High-end, custom homes are most often financed through jumbo loans, loans above the industry standard as set by Freddie Mac and Fannie Mae. These two institutions have set a limit of $417,000 in most of the United States as the maximum amount for a mortgage they will purchase from an individual lender. Jumbo and super jumbo loans ($625,000 +) tend to have higher interest rates because lenders view the high end homes as more difficult to liquidate. The recent economic stimulus package passed by Congress created a new category called jumbo conforming loans but this only applies to a few counties in the US which have extremely high housing costs, areas such as Boston and San Francisco.
Closer to home, we spoke with bankers Glynn Alexander from First Tennessee and Gary Luzander from Regions Mortgage about navigating the current market.

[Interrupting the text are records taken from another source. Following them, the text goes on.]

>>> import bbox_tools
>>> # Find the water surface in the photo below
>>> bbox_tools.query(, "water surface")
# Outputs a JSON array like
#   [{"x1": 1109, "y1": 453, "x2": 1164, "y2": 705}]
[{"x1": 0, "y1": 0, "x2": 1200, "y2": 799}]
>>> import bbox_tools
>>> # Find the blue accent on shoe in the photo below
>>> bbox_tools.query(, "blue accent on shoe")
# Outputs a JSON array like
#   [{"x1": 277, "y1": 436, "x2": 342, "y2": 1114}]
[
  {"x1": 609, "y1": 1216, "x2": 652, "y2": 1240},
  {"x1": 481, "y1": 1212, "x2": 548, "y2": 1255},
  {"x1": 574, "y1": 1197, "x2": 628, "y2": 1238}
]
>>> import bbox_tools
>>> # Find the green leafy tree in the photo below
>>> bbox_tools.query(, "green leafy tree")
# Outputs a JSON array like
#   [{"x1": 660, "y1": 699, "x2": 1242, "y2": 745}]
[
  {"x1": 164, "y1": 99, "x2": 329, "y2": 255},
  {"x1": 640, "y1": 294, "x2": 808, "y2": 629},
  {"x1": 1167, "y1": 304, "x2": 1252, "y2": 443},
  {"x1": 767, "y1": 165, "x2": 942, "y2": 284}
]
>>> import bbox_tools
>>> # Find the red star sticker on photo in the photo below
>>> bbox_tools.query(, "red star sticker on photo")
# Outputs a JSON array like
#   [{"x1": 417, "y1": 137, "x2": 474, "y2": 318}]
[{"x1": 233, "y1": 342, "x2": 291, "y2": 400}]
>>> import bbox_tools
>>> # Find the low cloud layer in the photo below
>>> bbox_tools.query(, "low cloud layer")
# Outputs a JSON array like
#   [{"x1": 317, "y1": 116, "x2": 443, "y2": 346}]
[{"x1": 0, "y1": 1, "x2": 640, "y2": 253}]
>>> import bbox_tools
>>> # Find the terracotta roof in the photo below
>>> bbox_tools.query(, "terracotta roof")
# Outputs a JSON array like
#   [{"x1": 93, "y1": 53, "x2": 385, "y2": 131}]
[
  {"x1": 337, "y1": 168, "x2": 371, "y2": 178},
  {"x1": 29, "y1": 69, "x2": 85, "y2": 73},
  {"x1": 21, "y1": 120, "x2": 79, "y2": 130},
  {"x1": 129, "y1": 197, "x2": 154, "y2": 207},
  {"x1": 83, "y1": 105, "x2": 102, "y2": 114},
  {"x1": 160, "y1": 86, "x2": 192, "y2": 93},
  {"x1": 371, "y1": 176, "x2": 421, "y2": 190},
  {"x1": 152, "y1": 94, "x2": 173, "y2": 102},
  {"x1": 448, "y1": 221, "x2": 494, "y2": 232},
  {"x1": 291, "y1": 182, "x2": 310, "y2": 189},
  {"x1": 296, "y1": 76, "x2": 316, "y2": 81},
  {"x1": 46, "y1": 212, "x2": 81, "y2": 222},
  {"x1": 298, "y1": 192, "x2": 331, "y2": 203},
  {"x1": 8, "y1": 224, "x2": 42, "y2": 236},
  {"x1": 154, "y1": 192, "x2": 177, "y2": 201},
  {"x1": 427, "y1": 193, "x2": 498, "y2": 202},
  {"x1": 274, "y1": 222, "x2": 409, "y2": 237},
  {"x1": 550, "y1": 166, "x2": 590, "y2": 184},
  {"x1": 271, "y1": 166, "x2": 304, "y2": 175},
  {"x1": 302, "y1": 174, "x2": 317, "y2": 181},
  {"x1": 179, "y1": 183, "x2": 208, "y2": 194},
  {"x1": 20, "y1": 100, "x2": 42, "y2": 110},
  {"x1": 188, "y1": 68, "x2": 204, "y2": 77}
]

SCA: What are the complexities facing borrowers for high end, custom homes?
GA, First: The time factor in a volatile market is the primary area of concern given that construction may take 18 months or more. We’ve seen how drastically the economy can change in a relatively short time span. Also, loan amounts are typically based on comparables and since custom homes are not sold on the market, there is a lack of comparable sales figures. With the market being compressed, it is even harder to get good comparable sales figures.
SCA: How are lenders addressing the lack of comps?
GA, First: A traditional appraisal is more of a snapshot in time of particular market conditions. With the ongoing changes in the market, the bank does more internal analysis. Also, our bank is much more involved in the construction process, doing work on the front end and monitoring throughout the building process.
Where equity requirements were 15-20% down, it is now closer to 25-30%. To help overcome this obstacle, banks look at other assets – a second home or investments -- to set up separate lines of credit and/or a home equity loan for existing homes to bridge the gap.
SCA: Some banks are offering one time or two time closing approaches. The two time close scenario breaks the loan into an initial phase and a second phase as construction nears completion, again, with an interval of 18 months or more. The first phase covers the construction phase and then the second phase is negotiated for the completed home; the latter is more like a normal mortgage. What are you doing?
GA, First: First Tennessee no longer offers a one time close, preferring a two time close. Formerly bank and mortgage lenders worked together with customers. Now everything gets approved through the bank and as a house gets close to completion, the client is able to shop for permanent mortgage. We think this is better for both the bank and client in facing the realities of a rapidly changing market.
GL, Regions: Regions favors the one time close which has the advantage of locking in a rate (on an ARM) and closing the loan. This can be an advantage over a two time loan in case the client’s situation or circumstances change; this amounts to approval protection. For larger homes the one time close typically gets a 5:1 ARM (fixed for first five years , then it adjusts).The construction period is part of the five years, thus if it takes 18 months to build the house, then there are 42 months left on the fixed portion of the loan.
SCA: What are some other considerations for loans?
GL, Regions: Regions will allow interest only loans, which helps in some cases, such as people whose base salary is periodically bolstered by bonuses. With extra payments during the interest only period, the outstanding balance goes down.
Also, Regions offers an option to open up a separate checking account for the construction draw, making record keeping easier. Some select builders can access accounts with their client’s permission.